L’importanza del sostegno degli Stati Uniti
Altri elementi sono la reazione emotiva all’umiliazione subita il 7 ottobre 2023 e la messa in pericolo degli Accordi di Abramo, altro grande tassello strategico per lo Stato ebraico. Accordi basati proprio sulla celebrata potenza militare e nucleare di Tel Aviv, alla quale i Paesi arabi dovrebbero affidarsi per essere difesi da minacce superiori come l’Iran.
L’offensiva e la resistenza di Hamas hanno messo a rischio questa percezione. Perderla del tutto rappresenterebbe la peggiore sconfitta per Israele, ma al momento è un rischio evitato.

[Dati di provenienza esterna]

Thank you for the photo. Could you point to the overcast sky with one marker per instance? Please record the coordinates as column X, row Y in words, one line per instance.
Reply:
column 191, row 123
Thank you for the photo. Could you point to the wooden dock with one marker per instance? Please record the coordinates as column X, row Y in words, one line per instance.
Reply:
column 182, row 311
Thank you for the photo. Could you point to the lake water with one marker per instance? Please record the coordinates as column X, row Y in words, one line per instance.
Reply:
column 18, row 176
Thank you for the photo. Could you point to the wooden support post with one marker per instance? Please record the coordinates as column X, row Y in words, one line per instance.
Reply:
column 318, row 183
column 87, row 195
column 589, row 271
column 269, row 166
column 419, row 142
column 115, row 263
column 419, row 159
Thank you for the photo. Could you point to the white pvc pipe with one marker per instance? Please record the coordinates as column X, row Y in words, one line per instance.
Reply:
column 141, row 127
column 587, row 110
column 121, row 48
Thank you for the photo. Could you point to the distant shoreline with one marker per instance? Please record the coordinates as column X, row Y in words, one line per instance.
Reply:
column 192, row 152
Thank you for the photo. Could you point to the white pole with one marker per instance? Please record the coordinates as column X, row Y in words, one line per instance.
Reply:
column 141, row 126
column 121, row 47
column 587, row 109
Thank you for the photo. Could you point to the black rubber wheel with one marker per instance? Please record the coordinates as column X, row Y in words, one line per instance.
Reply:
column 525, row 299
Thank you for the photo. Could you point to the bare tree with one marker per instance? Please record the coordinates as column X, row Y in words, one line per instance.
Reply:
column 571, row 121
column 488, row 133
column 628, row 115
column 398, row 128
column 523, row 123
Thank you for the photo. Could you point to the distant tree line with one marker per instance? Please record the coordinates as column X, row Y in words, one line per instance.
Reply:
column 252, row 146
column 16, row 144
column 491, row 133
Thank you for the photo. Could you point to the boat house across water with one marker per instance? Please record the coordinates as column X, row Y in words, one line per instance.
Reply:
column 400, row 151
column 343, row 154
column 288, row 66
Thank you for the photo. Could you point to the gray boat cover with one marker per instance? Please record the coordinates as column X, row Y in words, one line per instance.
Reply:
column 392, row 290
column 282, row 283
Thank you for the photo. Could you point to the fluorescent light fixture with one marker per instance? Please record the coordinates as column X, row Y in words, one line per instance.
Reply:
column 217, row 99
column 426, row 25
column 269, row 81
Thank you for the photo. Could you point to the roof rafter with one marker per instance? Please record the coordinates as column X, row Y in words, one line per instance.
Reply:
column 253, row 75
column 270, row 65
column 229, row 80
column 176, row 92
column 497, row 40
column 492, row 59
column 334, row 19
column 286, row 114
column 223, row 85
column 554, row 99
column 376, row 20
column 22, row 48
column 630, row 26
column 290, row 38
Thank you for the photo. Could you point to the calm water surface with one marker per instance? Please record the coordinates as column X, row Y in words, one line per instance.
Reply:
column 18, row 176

La migliore garanzia offerta dagli Accordi di Abramo coincide col motivo per il quale le monarchie arabe non hanno smesso di aderirvi anche dopo la guerra prolungata che sta tenendo tuttora in tensione la celebratissima potenza militare di Israele: la protezione e il supporto degli Stati Uniti.
Un sostegno che è divenuto inscalfibile nel Nuovo Millennio e che ha conosciuto una svolta decisiva nel 2014 con la firma del Strategic Partnership Act, che ha potenziato la relazione bilaterale oltre lo status di Major Non-Nato Ally (Importante alleato fuori dalla Nato).
I due Paesi hanno portato al massimo livello la cooperazione in materia di difesa ed energia.
Il conto del sostegno statunitense allo Stato ebraico è di oltre 3,8 miliardi di dollari annui. Giusto per fugare ogni dubbio sulle presunte direttrici morali di potenze militari che fanno tutt’altro mestiere.